The description of each column:
#FcircRNA_NO - - The id of fusion circRNA
Fusion Name - - The name of fusion gene
Backsplice start - - The starting position of back-spliced end
Backsplice end - - The end position of back-spliced end
Fusion5'_BreakPoint_Pos - - The position of fusion breakpoint on 5'end
Fusion3'_BreakPoint_Pos - - The position of fusion breakpoint on 3'end
Support_FcircRNA_Reads_Count - - The number of reads supporting the f-circRNA
FcircRNA_Strand_Count(+, -) - - The number of reads supporting f-circRNA on positive and negative strand
Support FcircRNA Reads - - The reads supporting the f-circRNA

Quick start

You can start this pipeline using a testing RNA-Seq data, whose reads are partially from a RNA-Seq dataset SRR3239817 (NCBI SRA database), for an acute leukaemia cell line NB4.

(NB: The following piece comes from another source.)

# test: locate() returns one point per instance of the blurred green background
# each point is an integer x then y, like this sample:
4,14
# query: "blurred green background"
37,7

python fcirc.py -t 4 -o fcirc_out -x transcriptome_HISAT2_index_path -f known_fusion_directory_path -1  test_fastq_path

It costs few minutes. If it runs successfully, some log information will be printed as following:

[2020-04-29 11:00:32] Finish mapping reads to transcription!
[2020-04-29 11:00:33] Finish mapping reads to fusion references U!
[2020-04-29 11:00:33] Finish mapping reads to fusion references V!
[2020-04-29 11:00:33] Finish dropping unmapped read in fusion references U and V!
Find 215 Reads in U! 215 Reads in V!
[2020-04-29 11:00:34] Finish filtering fusion-related reads in fusion references U and V!
[2020-04-29 11:00:36] Finish mapping reads to inferred fusion references!
Find 22 kind(s) of fcircRNAs!
[2020-04-29 11:00:36] Finish all!See the result in 'fcircRNA_results.tsv'!